Brown asks about the cost of the deductible, knowing his policy has what’s known as a “hurricane deductible.”
“Every policy is going to be different and you pick your own deductible, so in many cases there are hurricane deductibles that come into play,” says Justice Therndon from Allstate.
In Brown’s case, his deductible is two percent of the value of his policy which is over $3,000. That’s triple the $1,000 deductible many people have on regular homeowners’ insurance.
One local insurance agent told me that 7 to 8 years ago all major companies began writing clauses for hurricanes because of the immense cost in paying claims, especially along the coastline.

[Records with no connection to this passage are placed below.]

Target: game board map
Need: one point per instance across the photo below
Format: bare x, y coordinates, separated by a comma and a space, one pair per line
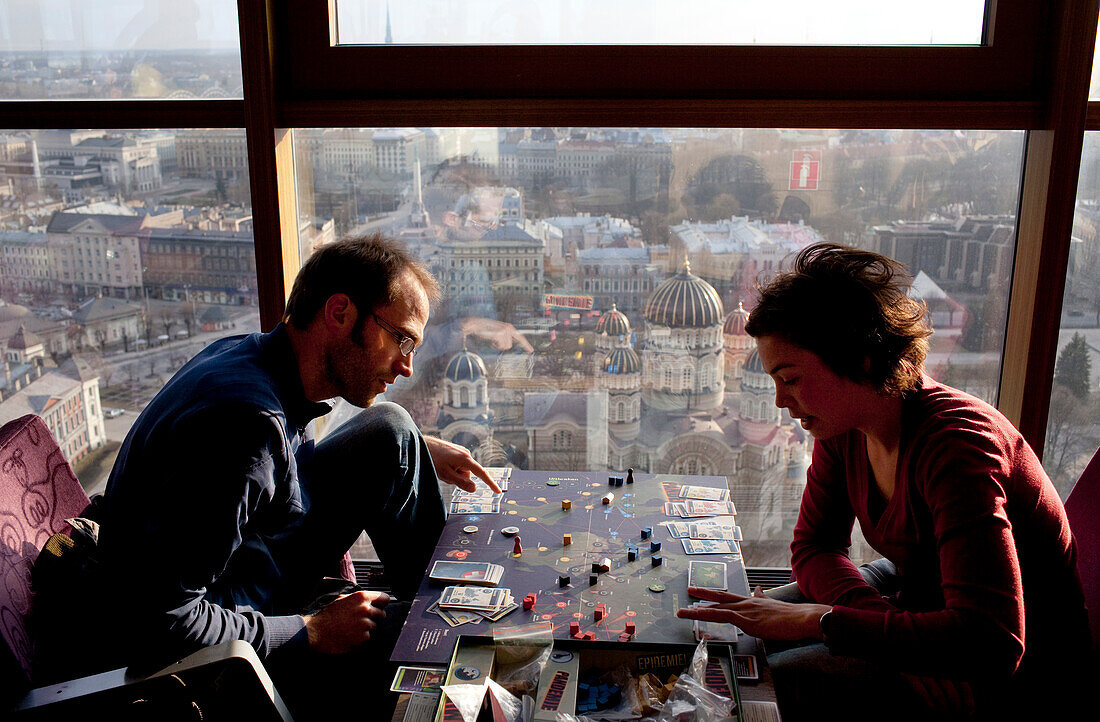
638, 595
575, 678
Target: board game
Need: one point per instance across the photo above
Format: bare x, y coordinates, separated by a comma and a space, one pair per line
620, 601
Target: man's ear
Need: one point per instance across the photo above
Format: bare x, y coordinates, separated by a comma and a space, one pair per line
340, 314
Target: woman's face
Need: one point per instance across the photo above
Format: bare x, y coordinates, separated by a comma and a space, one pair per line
823, 402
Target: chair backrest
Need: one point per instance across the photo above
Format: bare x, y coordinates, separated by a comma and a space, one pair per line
37, 493
1082, 507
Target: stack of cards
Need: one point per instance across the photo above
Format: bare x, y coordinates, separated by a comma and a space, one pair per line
718, 527
705, 493
690, 507
483, 573
711, 546
462, 604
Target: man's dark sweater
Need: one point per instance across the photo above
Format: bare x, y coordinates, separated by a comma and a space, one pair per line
204, 489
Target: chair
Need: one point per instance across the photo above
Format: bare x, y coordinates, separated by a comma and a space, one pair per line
37, 493
1082, 507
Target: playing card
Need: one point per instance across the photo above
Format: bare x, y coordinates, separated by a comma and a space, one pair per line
474, 598
697, 507
466, 572
710, 546
484, 506
417, 679
746, 667
706, 493
707, 575
678, 529
453, 617
712, 531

He told me if the National Weather Service issues a hurricane watch or warning for a state (as it did in the case of “Matthew”) that the hurricane deductible then kicks in.
The agent told me there is “a lot of confusion and angst about that because not all homeowners realize this kind of deductible is in place even though it is in their policy.”

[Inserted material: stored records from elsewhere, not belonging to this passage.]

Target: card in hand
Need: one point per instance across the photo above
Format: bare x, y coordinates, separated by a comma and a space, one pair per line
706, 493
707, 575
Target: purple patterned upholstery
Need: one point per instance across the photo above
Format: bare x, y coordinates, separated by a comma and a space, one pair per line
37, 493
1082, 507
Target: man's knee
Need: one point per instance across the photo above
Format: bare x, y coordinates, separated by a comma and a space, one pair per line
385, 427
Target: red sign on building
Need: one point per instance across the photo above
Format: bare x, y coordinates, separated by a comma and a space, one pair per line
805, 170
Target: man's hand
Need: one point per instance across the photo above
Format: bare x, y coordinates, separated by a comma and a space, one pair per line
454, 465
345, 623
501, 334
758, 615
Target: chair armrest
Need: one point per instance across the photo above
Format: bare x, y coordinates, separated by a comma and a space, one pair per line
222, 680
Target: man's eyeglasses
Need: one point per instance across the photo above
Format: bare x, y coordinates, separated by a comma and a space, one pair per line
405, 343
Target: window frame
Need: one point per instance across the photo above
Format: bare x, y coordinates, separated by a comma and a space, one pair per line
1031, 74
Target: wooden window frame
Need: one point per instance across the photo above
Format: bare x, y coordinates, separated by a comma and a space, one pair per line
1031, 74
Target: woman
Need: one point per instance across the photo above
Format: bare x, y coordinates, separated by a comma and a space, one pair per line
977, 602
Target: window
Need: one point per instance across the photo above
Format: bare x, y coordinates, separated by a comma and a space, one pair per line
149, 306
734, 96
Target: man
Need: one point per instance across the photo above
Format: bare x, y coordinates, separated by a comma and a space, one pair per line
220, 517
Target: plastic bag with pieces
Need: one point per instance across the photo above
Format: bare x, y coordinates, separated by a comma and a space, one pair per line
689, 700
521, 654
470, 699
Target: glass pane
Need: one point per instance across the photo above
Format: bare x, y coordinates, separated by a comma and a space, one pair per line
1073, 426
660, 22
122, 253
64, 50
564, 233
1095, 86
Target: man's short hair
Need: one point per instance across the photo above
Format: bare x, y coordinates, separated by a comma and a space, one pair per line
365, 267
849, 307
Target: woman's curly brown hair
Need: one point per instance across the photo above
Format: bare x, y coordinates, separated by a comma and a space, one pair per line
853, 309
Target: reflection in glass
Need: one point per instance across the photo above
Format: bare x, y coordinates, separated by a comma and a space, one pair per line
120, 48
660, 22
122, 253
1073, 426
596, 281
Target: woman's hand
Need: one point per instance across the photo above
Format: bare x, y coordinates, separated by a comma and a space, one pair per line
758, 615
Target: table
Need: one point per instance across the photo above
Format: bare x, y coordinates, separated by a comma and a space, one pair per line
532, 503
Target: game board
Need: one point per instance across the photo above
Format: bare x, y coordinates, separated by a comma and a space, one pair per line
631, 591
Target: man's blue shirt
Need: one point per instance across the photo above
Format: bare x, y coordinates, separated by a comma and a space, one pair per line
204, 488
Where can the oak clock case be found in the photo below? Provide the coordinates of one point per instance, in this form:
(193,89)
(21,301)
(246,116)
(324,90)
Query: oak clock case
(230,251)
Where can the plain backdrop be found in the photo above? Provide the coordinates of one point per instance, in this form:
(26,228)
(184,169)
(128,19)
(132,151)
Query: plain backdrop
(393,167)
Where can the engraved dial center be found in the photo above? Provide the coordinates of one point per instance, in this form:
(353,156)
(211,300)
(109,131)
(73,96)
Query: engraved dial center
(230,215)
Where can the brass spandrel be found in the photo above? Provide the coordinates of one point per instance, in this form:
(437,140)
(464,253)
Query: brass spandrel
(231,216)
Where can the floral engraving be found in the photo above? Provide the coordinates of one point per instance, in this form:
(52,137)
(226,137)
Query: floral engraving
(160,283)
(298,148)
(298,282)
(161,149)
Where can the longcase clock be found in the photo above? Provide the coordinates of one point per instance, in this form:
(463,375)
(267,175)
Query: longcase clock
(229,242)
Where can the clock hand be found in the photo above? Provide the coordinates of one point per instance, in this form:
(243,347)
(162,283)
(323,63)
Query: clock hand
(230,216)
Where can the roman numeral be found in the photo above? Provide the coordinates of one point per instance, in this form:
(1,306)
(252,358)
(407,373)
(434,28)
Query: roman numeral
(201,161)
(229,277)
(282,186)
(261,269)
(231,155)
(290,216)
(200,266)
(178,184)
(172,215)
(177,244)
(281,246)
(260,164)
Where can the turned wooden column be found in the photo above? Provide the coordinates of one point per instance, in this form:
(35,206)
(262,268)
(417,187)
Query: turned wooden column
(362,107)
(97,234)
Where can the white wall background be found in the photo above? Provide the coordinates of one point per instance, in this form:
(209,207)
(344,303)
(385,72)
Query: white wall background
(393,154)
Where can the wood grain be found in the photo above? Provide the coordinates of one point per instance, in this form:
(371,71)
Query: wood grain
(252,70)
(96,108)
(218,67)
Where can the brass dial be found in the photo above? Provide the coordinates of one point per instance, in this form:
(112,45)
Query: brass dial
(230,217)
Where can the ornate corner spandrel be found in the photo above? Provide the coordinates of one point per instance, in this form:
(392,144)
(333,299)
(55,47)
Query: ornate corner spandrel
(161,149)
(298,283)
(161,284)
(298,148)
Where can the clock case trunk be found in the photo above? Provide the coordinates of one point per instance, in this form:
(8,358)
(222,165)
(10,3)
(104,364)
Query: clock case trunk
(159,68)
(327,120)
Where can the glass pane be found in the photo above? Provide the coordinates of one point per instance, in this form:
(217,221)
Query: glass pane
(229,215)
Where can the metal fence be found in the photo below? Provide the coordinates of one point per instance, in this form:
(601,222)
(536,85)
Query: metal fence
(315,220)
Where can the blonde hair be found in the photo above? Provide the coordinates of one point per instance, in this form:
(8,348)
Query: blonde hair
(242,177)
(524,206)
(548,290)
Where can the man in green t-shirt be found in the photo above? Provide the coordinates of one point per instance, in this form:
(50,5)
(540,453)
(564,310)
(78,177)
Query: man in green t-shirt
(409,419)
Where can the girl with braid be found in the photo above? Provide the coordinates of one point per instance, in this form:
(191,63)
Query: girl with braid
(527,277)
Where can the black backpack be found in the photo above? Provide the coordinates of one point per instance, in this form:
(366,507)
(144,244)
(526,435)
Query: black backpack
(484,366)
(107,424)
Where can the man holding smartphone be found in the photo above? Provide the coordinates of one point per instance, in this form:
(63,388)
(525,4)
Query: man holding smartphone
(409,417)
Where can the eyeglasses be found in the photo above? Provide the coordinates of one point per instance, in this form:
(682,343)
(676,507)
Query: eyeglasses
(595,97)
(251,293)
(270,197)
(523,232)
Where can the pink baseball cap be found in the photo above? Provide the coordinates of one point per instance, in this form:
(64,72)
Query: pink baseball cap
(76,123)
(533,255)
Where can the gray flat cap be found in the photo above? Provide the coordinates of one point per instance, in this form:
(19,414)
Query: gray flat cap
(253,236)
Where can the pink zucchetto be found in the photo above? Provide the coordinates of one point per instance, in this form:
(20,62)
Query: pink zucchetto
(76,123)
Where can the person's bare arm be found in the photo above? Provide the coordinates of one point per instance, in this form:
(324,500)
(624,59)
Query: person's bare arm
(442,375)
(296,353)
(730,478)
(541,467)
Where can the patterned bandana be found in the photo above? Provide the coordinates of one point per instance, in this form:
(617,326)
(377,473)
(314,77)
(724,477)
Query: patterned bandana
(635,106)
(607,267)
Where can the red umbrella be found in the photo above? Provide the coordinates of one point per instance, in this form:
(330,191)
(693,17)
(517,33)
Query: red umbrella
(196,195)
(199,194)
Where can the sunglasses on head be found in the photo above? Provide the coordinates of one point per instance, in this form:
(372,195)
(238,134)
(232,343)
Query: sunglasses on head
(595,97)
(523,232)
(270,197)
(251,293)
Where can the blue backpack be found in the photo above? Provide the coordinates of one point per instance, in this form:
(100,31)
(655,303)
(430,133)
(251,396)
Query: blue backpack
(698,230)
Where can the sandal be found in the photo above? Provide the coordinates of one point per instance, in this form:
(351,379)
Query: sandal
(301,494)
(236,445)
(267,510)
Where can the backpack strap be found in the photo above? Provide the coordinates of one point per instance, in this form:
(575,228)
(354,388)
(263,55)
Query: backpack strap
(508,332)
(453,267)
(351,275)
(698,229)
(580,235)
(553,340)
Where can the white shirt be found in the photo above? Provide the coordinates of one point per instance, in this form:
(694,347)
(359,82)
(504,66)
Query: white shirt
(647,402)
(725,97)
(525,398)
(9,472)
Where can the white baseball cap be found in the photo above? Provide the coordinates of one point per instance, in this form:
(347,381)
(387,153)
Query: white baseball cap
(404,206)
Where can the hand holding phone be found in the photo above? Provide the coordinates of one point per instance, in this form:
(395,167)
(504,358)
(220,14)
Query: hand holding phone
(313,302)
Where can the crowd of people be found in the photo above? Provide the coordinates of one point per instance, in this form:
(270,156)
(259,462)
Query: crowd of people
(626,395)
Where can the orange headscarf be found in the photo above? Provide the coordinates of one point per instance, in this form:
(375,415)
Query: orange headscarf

In the case of a hurricane deductible, the amount a homeowner pays is “a percentage of the total amount of coverage.” For example: on a $200,000 insured value, if you have a 2% – then your deductible would be $4,000. The agent also said that sometimes homeowners will raise that to 5% or even 10% to save money because of course the higher the deductible the lower your monthly premiums. However, if someone ever has to make a claim, they then need to realize that the amount of their deductible may be higher than they realized.
It’s also important to note that most customers who have been with companies for years were grandfathered in so these hurricane deductibles likely do not apply. However, there is one exception and that is if you move to a different address. If that has happened within the last 7 to 8 years, then technically your company may consider that writing a new policy and the hurricane clause may indeed apply in your case.
For many with damage the biggest things are 1) filing the claim and getting the process started. 2) Checking your policy and understanding what you truly do have to pay up front before insurance kicks in. 3) Saving all receipts of work. 4) Recognizing that thousands of claims will be filed in Georgia and South Carolina so some claims will take time to process.